Accompanying the overwhelming feelings of a return to school after a permanent closeness with the family and in the safety of the home is vital so that the process is as less traumatic as possible. On the other hand, it is necessary to address the emotional shock of meeting friends and friends after so long but without being able to touch or hug them, and only speak to them through the mask. We must also take into account the students whose feelings are redoubled by the loss of close family members.
For a re-entry as smooth as possible, Unesco recommends first of all sharing with the boys and girls the full information on when and how the school will reopen, and if necessary using different formats to communicate it — drawings, songs, stories— to ensure that the messages are understood, and above all to generate emotions of positive expectation. Having the information and knowing that there will be no surprises is an empowering and confident feeling, even in childhood.

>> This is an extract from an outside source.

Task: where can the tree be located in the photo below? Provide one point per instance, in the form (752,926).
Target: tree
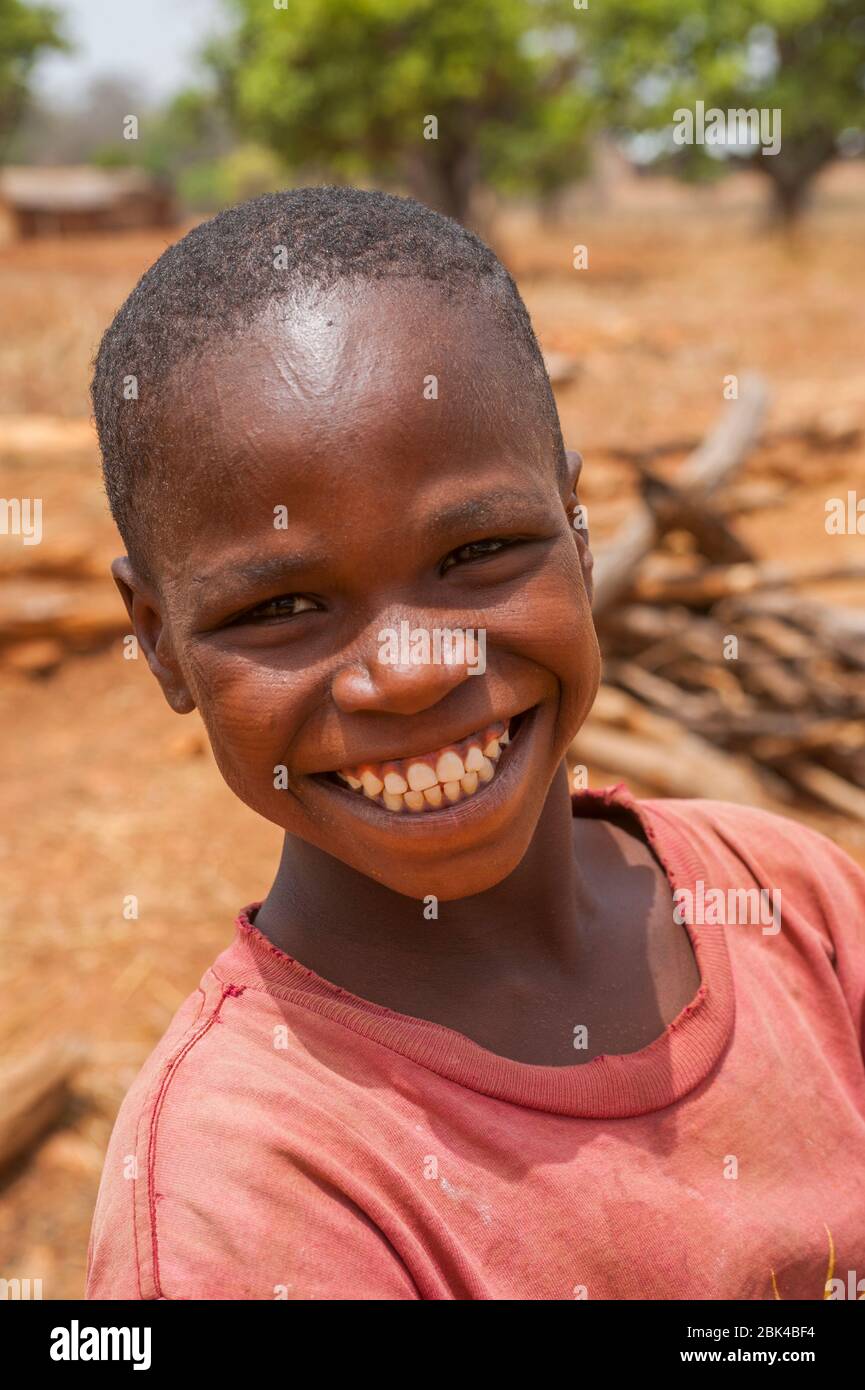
(25,34)
(801,57)
(441,97)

“Remind children and young people of the positive reasons for going back to school. They will be able to play with their friends, see their teachers, and continue learning new things. Remind them of key people they can turn to at the school if they need support. Ask children and young people how they feel about going back to school. Assure children that all feelings are normal ”, says the manual.
In this sense, continues: “Take time to comfort your child and respond to their needs. No matter how unrealistic their fears are, remember that their feelings are real and terrifying. Help your son or daughter understand their emotions, ”says.
It is also important that the family and teaching staff work on a key basis. In normal situations it is challenging to put mothers and teachers in agreement, and now it will surely be more than ever, but also more than ever it is vital. That the girl or the boy have divergent instructions at home and at school about situations such as sharing breakfast, lending their crayons, wearing a mask or playing a sport at recess can ruin all the effort for a calm return to the classroom and generate stress in the child.
Going back to school is always a source of joy, even in the most difficult circumstances. The functioning of schools speaks of societies and the educational process in general is activator of dynamics that signify the daily life of the population as a systemic body. So more than ever this re-entry into the classroom takes on meaning.
Even in Venezuela we are waiting for the specific guidelines that will indicate how this return will unfold, however, working from now on and as a family, the next change in routine will guarantee a harmonious process.